Le DFJP consulte les cantons sur les nouvelles dispositions du code pénal

Communiqués, DFJP, 08.04.2009

Berne. Face à certaines nouvelles dispositions contestées du code pénal, le Département fédéral de justice et police (DFJP) est intéressé par les expériences faites par les cantons. La cheffe du DFJP, Mme Eveline Widmer-Schlumpf, a adressé fin mars un questionnaire aux membres de la Conférence des directrices et directeurs des départements cantonaux de justice et police (CCDJP).

Voilà un peu plus de deux ans que la nouvelle partie générale du code pénal (PG CP) est entrée en vigueur. Les critiques émises durant la procédure législative, qui émanaient en grande partie des autorités de poursuite pénale et des tribunaux des cantons, ne se sont pas taries. Elles visent principalement les dispositions qui tendent à remplacer dans une large mesure les courtes peines privatives de liberté par des peines pécuniaires ou du travail d’intérêt général. Elles mettent notamment en doute l’effet préventif de la peine pécuniaire avec sursis.

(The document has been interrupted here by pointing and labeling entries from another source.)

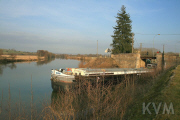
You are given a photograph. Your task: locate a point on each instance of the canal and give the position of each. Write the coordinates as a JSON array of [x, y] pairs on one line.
[[15, 85]]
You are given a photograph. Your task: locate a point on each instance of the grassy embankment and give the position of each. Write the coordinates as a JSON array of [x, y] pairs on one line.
[[11, 55], [166, 90], [120, 101]]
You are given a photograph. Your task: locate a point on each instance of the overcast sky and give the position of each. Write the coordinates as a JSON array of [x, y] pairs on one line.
[[74, 26]]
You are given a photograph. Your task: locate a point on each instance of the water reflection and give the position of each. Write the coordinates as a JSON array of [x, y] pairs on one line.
[[5, 65], [39, 63], [63, 87]]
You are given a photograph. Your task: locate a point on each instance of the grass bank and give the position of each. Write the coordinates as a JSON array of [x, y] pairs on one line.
[[121, 101], [165, 91]]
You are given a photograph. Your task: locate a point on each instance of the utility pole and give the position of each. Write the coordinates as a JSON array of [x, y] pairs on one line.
[[132, 42], [97, 48]]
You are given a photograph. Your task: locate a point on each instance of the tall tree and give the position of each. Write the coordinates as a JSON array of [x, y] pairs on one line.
[[122, 38]]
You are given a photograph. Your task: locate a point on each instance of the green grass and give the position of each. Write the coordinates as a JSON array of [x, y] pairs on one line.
[[164, 90]]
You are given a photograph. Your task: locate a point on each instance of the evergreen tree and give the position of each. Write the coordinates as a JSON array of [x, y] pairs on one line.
[[122, 38]]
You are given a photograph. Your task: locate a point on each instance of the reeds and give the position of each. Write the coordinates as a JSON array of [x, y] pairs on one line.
[[98, 99]]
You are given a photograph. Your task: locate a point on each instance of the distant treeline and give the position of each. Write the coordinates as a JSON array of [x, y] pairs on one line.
[[46, 54], [15, 52]]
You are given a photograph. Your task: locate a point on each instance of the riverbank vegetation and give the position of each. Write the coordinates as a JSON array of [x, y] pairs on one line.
[[122, 100]]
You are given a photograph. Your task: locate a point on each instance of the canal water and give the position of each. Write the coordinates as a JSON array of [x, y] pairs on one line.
[[15, 84]]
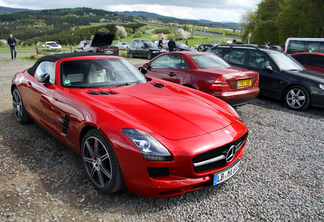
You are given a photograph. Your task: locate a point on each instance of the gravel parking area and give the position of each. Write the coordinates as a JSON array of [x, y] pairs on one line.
[[280, 178]]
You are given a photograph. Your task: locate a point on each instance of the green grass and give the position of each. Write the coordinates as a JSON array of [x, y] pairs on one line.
[[196, 40]]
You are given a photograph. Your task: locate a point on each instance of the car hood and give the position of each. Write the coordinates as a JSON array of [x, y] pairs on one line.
[[102, 39], [170, 111], [309, 74]]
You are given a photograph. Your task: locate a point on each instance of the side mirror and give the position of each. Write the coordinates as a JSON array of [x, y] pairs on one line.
[[43, 78], [143, 70], [269, 68]]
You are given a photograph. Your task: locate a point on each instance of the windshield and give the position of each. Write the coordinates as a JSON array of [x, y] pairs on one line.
[[150, 45], [181, 45], [285, 62], [204, 61], [99, 73]]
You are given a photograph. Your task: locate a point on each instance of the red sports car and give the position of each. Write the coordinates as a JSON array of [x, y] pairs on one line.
[[157, 138], [208, 73]]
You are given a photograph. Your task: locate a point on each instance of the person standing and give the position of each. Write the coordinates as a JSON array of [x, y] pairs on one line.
[[12, 43], [161, 43], [171, 45]]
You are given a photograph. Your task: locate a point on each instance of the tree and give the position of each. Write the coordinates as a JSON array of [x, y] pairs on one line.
[[248, 22]]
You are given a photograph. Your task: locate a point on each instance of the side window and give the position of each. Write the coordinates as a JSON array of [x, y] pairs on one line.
[[315, 60], [258, 60], [170, 61], [72, 73], [296, 46], [313, 46], [300, 58], [46, 67], [237, 56], [216, 50]]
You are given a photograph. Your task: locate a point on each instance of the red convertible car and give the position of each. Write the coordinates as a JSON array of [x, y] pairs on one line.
[[208, 73], [157, 138]]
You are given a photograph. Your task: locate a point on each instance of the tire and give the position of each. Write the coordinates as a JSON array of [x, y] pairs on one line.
[[19, 108], [149, 55], [297, 98], [100, 162]]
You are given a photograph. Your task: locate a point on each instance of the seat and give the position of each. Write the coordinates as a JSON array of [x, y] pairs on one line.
[[96, 75]]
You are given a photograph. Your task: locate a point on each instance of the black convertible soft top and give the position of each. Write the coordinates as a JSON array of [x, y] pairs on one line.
[[56, 57]]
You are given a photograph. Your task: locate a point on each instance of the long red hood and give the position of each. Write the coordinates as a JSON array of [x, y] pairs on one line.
[[170, 111]]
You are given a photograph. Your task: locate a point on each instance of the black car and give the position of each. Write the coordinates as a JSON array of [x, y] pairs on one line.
[[102, 42], [205, 47], [180, 46], [85, 48], [281, 76], [144, 48]]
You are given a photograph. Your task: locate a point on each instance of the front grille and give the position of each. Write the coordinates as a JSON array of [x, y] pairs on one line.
[[215, 158], [158, 172]]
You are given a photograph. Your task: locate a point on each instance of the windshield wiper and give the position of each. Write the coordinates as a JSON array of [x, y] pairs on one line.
[[126, 84]]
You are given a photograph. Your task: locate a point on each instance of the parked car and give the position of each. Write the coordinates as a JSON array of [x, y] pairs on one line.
[[85, 48], [84, 43], [102, 42], [281, 76], [144, 48], [157, 138], [51, 45], [136, 41], [180, 46], [208, 73], [311, 60], [122, 45], [205, 47]]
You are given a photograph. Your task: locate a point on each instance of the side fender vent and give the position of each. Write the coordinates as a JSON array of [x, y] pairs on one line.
[[156, 84], [101, 92]]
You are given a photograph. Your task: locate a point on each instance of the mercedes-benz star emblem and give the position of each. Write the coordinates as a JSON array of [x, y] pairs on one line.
[[230, 153]]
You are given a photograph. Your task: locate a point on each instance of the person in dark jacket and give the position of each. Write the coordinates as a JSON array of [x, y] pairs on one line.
[[171, 45], [161, 43], [12, 43]]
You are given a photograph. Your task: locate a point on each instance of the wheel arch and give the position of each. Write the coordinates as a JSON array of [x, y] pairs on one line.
[[296, 84], [190, 86]]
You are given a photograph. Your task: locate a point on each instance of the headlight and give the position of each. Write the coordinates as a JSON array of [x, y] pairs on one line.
[[150, 148], [322, 86], [235, 112]]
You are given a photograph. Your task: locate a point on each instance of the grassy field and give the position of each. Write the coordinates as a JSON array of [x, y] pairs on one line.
[[197, 39]]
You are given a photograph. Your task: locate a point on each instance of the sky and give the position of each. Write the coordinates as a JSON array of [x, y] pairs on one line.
[[213, 10]]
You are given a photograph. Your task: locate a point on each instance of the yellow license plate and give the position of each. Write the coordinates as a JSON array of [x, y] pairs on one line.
[[246, 82]]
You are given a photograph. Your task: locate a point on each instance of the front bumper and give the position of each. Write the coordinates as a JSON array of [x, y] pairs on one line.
[[173, 178]]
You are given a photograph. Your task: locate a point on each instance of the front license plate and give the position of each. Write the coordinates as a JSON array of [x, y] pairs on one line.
[[245, 82], [225, 175]]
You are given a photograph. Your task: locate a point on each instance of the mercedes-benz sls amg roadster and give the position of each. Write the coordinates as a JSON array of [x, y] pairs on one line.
[[154, 137]]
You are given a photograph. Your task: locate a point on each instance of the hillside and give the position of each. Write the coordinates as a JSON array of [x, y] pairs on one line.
[[7, 10], [30, 24], [150, 15]]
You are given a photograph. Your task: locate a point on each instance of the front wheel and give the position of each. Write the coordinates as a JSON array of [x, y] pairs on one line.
[[19, 108], [297, 98], [149, 55], [101, 163]]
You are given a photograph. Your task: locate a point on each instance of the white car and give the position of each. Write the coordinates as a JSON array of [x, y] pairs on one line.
[[51, 45], [122, 45]]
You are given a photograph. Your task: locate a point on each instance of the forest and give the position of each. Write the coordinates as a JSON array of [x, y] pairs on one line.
[[28, 25], [276, 20]]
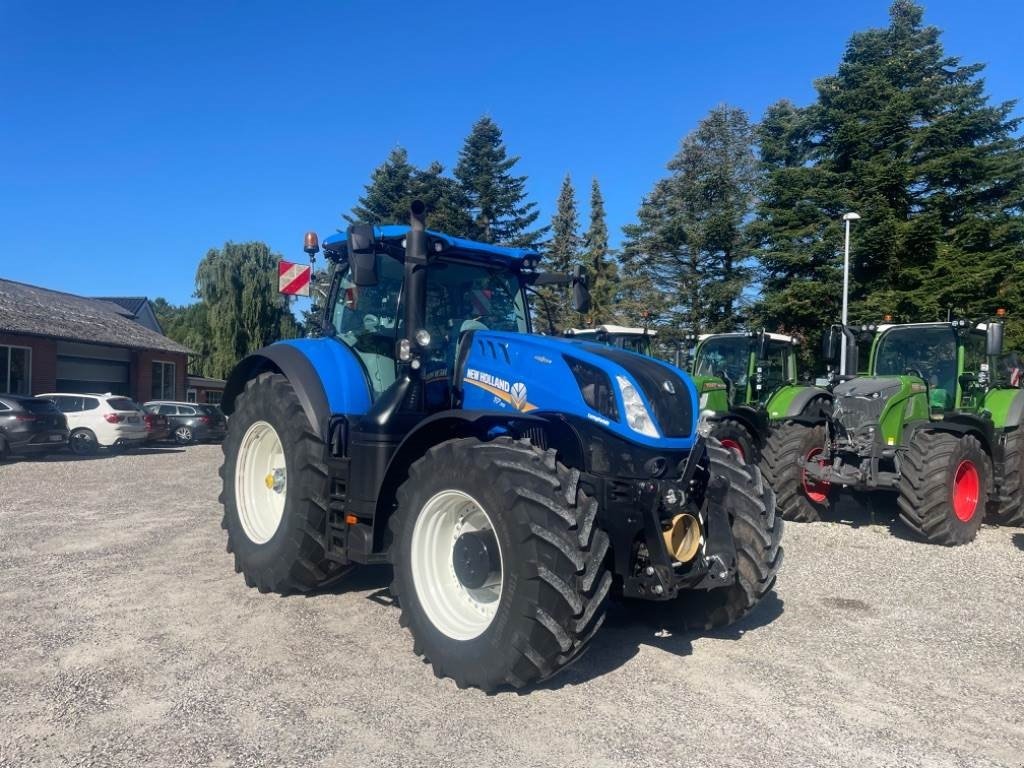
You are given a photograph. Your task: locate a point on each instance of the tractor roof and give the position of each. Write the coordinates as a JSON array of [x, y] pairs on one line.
[[610, 330], [440, 243]]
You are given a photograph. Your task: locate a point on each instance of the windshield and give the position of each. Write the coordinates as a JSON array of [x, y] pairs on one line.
[[728, 354], [918, 349]]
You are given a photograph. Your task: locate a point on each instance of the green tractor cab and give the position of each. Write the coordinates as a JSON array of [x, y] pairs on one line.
[[637, 340], [747, 382], [934, 422]]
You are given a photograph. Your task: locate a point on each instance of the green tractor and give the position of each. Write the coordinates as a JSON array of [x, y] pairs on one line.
[[748, 382], [631, 339], [935, 423]]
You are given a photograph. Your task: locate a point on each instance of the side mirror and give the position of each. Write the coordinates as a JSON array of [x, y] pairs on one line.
[[993, 340], [830, 344], [581, 294], [361, 258]]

L’efficacité des nouvelles normes fait l’objet d’une évaluation législative commencée l’an dernier. Dans une première phase, il s’agit de rassembler des chiffres et des faits. Ces derniers mois, certains directeurs cantonaux de justice et police ont publiquement critiqué le nouveau droit. Le DFJP désire donc, en complément à l’évaluation en cours, recueillir auprès de tous les cantons les expériences qu’ils ont faites à ce jour concernant les dispositions les plus critiquées de la nouvelle PG-CP et leurs desiderata actuels. A l’occasion de ce sondage, qui dure jusqu’à la fin mai, le DFJP voudrait apprendre quelle appréciation les directions cantonales chargées de la poursuite et de la justice pénales portent sur l’efficacité des peines pécuniaires et du travail d’intérêt général instaurées en remplacement des courtes peines privatives de liberté. Il désire par ailleurs l’avis des cantons sur plusieurs suggestions de modifications du code pénal : l’une d’elle est, par exemple, la réintroduction des peines privatives de liberté de moins de six mois combinée à la suppression de l’exécution avec sursis de la peine pécuniaire et du travail d’intérêt général.